While we’ve heard a lot about mindfulness making its way into U.S. politics, with Congressman Tim Ryan‘s (D-Ohio) book A Mindful Nation and Ryan inviting hill staffers to a weekly meditation session, it looks like U.K. mindfulness is taking off, too—right in the halls of parliament.
We reported in the August issue of Mindful magazine that Chris Ruane, the Vale of Clwyd MP, had invited 12 MPs to spend 75 minutes a day meditating for 8 weeks. And it looks like Ruane’s efforts as parliament’s leading advocate for mindfulness are paying off. So far, more than 50 MPs have participated in the mindfulness course Ruane set up in conjunction with the Oxford Center for Mindfulness.
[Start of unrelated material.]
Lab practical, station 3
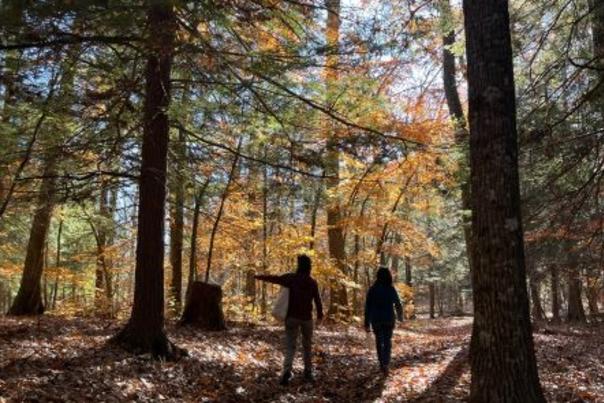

The Huffington Post reported that another round of the 8-week course is due to start in February, with a further 25 signed up.
From the article:
“People are far from their natures,” Ruane, a member of the home affairs committee and a former Labour whip, explains. “The whole pace of life has speeded up. We are all on a hedonic treadmill. You get on it in the morning and you’re on it all day long,” he says. “How fast do you want to go on a treadmill? Have you got the means and mechanisms to slow yourself down or step off? I think mindfulness can help. It’s helped for me. And those MPs and Lords speak about rebalancing their lives, re-prioritising, deciding what’s important.”